Six-Time Olympic Medalist and Community Advocate Jackie Joyner-Kersee Shares Story with BRIDGE Scholars
November 9, 2023
Long before she was crowned by Sports Illustrated as the greatest woman athlete of all time, Jackie Joyner-Kersee was a kid in East St. Louis, Illinois, looking for a community. She found support in a local community center, and in her first exposure to athletics. Joyner-Kersee shared the ups and downs of her story with an engaged group of students from Drexel’s various BRIDGE (Build Relationships in Diverse Group Experiences) programs.
Joyner-Kersee, who attended UCLA on a basketball scholarship, recalls returning home to East St. Louis to find her beloved community center shuttered with padlocks on the door. She wondered, “where do young people go?” She began to aspire toward reopening that center, and providing the youth of East St. Louis with access to opportunity.
Her track and field career would bring home a total of six Olympic medals – three gold – over four different Olympic games. Joyner-Kersee still holds the world record for the long jump. When it was time to celebrate her athletic achievements, Joyner-Kersee remembers sitting on a teammate’s shoulders at the Olympic closing ceremony, holding a sign that read “I love you, East St. Louis.”
“They never said anything good came from my community,” she reflected among Drexel students, “but I wanted to show them our community is no different than any other.”
Drexel BRIDGE students, from the College of Arts & Sciences, Lebow College of Business, and the Antoinette Westphal College of Media Arts & Design, can appreciate the value of a supportive community as well as anyone.

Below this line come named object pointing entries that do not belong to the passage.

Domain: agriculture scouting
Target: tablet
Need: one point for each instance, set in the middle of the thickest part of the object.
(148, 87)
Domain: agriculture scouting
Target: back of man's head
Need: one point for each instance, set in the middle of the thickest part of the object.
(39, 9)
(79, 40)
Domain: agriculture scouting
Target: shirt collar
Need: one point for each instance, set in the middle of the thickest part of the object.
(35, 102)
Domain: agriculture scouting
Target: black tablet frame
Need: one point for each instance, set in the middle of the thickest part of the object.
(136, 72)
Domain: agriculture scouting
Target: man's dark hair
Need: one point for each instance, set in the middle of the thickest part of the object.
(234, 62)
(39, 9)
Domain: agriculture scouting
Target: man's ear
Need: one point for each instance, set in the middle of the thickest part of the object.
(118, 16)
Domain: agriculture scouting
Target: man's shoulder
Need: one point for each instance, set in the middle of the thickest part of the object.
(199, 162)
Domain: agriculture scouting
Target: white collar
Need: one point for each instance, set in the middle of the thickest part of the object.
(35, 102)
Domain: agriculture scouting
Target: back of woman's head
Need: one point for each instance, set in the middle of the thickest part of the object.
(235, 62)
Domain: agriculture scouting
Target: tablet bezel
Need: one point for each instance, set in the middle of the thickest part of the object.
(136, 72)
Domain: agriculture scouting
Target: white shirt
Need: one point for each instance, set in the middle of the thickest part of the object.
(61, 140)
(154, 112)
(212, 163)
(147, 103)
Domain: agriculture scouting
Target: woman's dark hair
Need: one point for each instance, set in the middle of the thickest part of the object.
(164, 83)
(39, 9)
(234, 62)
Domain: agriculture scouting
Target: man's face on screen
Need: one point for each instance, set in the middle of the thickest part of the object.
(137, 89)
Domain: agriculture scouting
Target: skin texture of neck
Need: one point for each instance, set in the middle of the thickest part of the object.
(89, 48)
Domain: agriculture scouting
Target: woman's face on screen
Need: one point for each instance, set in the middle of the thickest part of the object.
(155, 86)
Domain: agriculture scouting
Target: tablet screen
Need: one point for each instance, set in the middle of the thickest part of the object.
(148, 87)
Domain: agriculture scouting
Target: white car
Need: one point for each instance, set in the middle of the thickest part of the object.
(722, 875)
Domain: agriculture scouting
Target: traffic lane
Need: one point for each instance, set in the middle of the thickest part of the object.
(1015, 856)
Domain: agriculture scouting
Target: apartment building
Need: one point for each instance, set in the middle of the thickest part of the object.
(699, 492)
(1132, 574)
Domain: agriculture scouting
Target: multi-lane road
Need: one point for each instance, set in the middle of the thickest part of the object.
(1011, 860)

The BRIDGE Programs are dedicated to supporting underrepresented minority and first-generation college students, and offer leadership training, mentorship, career capital, and civic engagement opportunities. BRIDGE Programs across the University have succeeded in easing the transition to college, improving graduation rates, and equipping students for success after graduation. Perhaps most importantly, BRIDGE offers the social connection and sense of community students crave in their formative undergraduate years.
In 2000, the Jackie Joyner-Kersee Community Center opened in East St. Louis. Over the last 20+ years, the Center has grown and expanded its offerings, from afterschool programming, athletics, and STEAM curriculum to multigenerational learning spaces, career and workforce development, and nutrition and food access programs.
One BRIDGE student asked Joyner-Kersee what motivated her to remain open to change, transforming her athletics career into one focused on the improvement of her home community. But Joyner-Kersee doesn’t see the two as entirely separate.
“It was always about getting back to my community,” she said, reflecting on the impact early access to community athletics had on her success. “My coaches saw potential in me that I didn’t know I had.”
Joyner-Kersee’s intimate conversation with BRIDGE students was the culmination of a multi-day visit to Drexel’s campus, which included Drexel Athletics’ Vidas Field Day, an annual event held in partnership with the West Philadelphia Promise Neighborhood.